Content in wines and grape juice
Beverage Total resveratrol (mg/L) Total resveratrol in a 5 ounce glass (mg) Red Wines (Global) 1.98 – 7.13 0.30 – 1.07
Red Wines (Spanish) 1.92 – 12.59 0.29 – 1.89
Red grape juice (Spanish) 1.14 – 8.69 0.17 – 1.30
Rose Wines (Spanish) 0.43 – 3.52 0.06 – 0.53
Pinot Noir 0.40 – 2.0 0.06 – 0.30
White Wines (Spanish) 0.05 – 1.80 0.01 – 0.27
The trans-resveratrol concentration in forty Tuscan wines ranged from 0.3 to 2.1 mg/L in the 32 red wines tested and had a maximum of 0.1 mg/L in the 8 white wines in the test. Both the cis- and trans-isomers of resveratrol were detected in all tested samples. cis-Resveratrol levels were comparable to those of the trans-isomer. They ranged from 0.5 mg/L to 1.9 mg/L in red wines and had a maximum of 0.2 mg/L in white wines.
In a review of published resveratrol concentrations, the average resveratrol concentration in red wines is 1.9 ± 1.7 mg trans-resveratrol/l (8.2 ± 7.5 μM), ranging from non-detectable levels to 14.3 mg/l (62.7 μM) trans-resveratrol. Levels of cis-resveratrol follow the same trend as trans-resveratrol.
Reports suggest that some aspect of the wine making process converts piceid to resveratrol in wine, as wine seems to have twice the average resveratrol concentration of the equivalent commercial juices.
In general, wines made from grapes of the Pinot Noir and St. Laurent varieties showed the highest level of trans-resveratrol, though no wine or region can yet be said to produce wines with significantly higher resveratrol concentrations than any other wine or region.
Content in selected foods
Food Serving Total resveratrol (mg) Peanuts (raw) 1 c (146 g) 0.01 – 0.26
Peanuts (boiled) 1 c (180 g) 0.32 – 1.28
Peanut butter 1 c (258 g) 0.04 – 0.13
Red grapes 1 c (160 g) 0.24 – 1.25
Ounce for ounce, peanuts have about half the amount of resveratrol as that found in red wine. The average amount of resveratrol in one ounce of peanuts in the marketplace (about 15 whole) is 79.4 µg/ounce.
In comparison, some red wines contain approximately 160 µg/fluid ounce. Resveratrol was detected in grape, cranberry, and wine samples. Concentrations ranged from 1.56 to 1042 nmol/g in Concord grape products, and from 8.63 to 24.84 micromol/L in Italian red wine. The concentrations of resveratrol were similar in cranberry and grape juice at 1.07 and 1.56 nmol/g, respectively.

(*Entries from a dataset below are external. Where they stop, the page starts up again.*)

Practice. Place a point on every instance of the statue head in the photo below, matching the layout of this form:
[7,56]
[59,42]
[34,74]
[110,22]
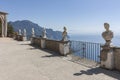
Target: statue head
[106,26]
[65,28]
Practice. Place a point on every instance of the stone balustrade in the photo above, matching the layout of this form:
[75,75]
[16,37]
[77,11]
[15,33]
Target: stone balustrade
[61,47]
[18,37]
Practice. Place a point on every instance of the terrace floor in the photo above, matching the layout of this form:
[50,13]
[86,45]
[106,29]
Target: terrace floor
[20,61]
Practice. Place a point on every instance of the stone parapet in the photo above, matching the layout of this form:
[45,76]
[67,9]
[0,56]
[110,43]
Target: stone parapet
[61,47]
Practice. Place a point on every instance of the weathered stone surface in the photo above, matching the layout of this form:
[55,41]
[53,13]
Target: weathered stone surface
[117,58]
[107,35]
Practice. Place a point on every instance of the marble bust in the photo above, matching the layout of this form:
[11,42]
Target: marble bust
[24,33]
[64,35]
[107,35]
[33,32]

Blueberries have about twice as much resveratrol as bilberries, but there is great regional variation. These fruits have less than ten percent of the resveratrol of grapes. Cooking or heat processing of these berries will contribute to the degradation of resveratrol, reducing it by up to half. 
Resveratrol nutritional supplements, first sourced from ground dried grape skins and seeds, are now primarily derived from the cheaper, more concentrated Japanese knotweed, which contains up to 187 mg/kg in the dried root.

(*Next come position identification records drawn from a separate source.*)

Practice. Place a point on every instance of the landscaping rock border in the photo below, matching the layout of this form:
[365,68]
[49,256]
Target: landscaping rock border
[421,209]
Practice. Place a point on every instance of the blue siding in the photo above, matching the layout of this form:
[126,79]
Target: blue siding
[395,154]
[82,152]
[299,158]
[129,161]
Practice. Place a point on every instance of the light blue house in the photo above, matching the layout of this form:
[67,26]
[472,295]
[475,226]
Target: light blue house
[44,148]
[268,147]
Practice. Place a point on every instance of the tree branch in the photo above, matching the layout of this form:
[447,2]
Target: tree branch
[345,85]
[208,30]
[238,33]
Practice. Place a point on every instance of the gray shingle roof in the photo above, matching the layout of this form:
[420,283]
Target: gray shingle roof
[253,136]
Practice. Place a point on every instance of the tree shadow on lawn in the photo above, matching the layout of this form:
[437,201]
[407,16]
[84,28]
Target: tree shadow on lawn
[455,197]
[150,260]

As a result of extensive news coverage, sales of supplements greatly increased in 2006, despite cautions that benefits to humans are unproven.
Scientists are also studying three other synthetic compounds based on resveratrol which more effectively activate the same biological mechanism.
The compound called SRT1720 seems to be 1000 times more potent than resveratrol, but only increases SIRT1 activation by six times. No data have been produced publicly by Sirtris regarding this difference in SIRT1 efficiency for the new compound.
A study by Professor Roger Corder has identified a particular group of polyphenols, known as oligomeric procyanidins, which they believe offer the greatest degree of protection to human blood-vessel cells. These are found in greatest concentration in European red wines from certain areas, which correlates with longevity in those regions, though a causal effect is still unclear. These new data may have an impact on the supplement market. Because they are present in red wine in more significant quantities, they could offer an alternate explanation of the French paradox.